R = Numerous and important restrictions on manufactured imports existed and therefore average tariff rates are not meaningful.
1. World Bank (1991, p. 97, Box table S.2) provides a similar table, partly drawing on Bairoch's own studies that form the basis of the above table. However, the World Bank figures, although in most cases very similar to Bairoch's figures, are unweighted averages, which are obviously less preferable to the weighted average ,figures that Bairoch provides.
2. These are very approximate rates, and give range of average rates, not extremes.
3. Austria-Hungary before 1925.
4. In 1820, Belgium was united with the Netherlands.
5. The 1820 figure is for Prussia only.
6. Before 1911, Japan was obliged to keep low tariff rates (up to 5%) through a series of 'unequal treaties' with the European countries and the USA. The World Bank table cited in note 1 above gives Japan's unweighted average tariff rate for all goods (not just manufactured goods) for the years 1925, 1930, 1950 as 13%, 19%, 4%.
Despite these limitations, as I have pointed out in Chapter 1 and will show in more detail in the rest of this chapter, virtually all NDCs actively used interventionist industrial, trade and technology (ITT) policies that are aimed at promoting infant industries during their catch-up periods.[10] As we shall see later, there were some apparent exceptions to this, such as Switzerland and the Netherlands, but these were countries that were either at or very near the technological frontier and thus did not, by definition, need much infant industry promotion.
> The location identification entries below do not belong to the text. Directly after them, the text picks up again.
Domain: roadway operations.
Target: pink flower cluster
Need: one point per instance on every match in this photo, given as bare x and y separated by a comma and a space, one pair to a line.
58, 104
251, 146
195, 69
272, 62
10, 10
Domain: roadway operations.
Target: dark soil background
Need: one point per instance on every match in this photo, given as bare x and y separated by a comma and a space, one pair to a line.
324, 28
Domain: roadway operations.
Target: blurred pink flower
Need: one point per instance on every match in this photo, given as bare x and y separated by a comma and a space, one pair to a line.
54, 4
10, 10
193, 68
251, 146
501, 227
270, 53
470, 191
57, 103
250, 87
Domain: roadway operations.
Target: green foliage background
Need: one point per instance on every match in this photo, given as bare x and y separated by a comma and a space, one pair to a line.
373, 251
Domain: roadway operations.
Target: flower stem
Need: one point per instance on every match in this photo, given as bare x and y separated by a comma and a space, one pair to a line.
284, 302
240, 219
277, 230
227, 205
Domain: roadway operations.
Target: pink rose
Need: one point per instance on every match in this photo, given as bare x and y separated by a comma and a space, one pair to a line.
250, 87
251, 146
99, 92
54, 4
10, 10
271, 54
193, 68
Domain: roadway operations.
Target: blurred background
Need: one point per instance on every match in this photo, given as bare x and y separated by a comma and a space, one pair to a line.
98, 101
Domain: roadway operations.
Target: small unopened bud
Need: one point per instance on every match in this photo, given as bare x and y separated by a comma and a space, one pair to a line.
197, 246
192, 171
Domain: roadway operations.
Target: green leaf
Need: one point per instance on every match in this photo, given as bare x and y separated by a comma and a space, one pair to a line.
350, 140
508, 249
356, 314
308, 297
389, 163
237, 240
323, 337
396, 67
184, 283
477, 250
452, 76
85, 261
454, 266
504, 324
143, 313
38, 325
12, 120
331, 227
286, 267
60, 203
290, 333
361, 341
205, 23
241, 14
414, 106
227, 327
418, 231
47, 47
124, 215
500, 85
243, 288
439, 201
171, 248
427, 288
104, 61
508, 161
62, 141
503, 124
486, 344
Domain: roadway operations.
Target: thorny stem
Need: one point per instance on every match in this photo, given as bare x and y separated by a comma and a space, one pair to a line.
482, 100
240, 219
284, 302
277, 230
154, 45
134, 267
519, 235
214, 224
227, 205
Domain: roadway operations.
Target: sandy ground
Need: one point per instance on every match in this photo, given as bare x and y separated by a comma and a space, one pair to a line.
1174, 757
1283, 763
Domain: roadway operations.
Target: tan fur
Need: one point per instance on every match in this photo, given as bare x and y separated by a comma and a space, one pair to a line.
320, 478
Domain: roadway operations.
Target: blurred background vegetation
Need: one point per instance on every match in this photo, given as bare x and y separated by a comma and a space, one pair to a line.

Some countries used activist ITT policies even after the catch-up was successfully achieved (Britain in the early nineteenth century, the USA in the early twentieth century). Tariff protection was obviously a very important policy tool in the ITT policy package used by the NDCs, but, as we shall show later, it was by no means the only one used, or even necessarily the most important.
On the trade front, subsidies and duty drawbacks on inputs for exported goods were frequently used to promote exports. Governments both provided industrial subsidies and used various public investment programmes, especially in infrastructure but also in manufacturing. They supported foreign technology acquisition, sometimes by legal means such as financing study tours and apprenticeships, and sometimes through illegal measures, which included support for industrial espionage, smuggling of contraband machinery and refusal to acknowledge foreign patents. Development of domestic technological capabilities was encouraged through financial support for research and development, education and training. Measures were also taken to raise awareness of advanced technologies (for example, the establishment of model factories, organisation of exhibitions, granting of free imported machinery to private sector firms). In addition, some governments created institutional mechanisms that facilitated public-private cooperation (for example, public-private joint ventures and industry associations with close links with the government). It is important to note that many of these policies are greatly frowned upon these days, even when they have not been made explicitly illegal through bilateral and multilateral agreements.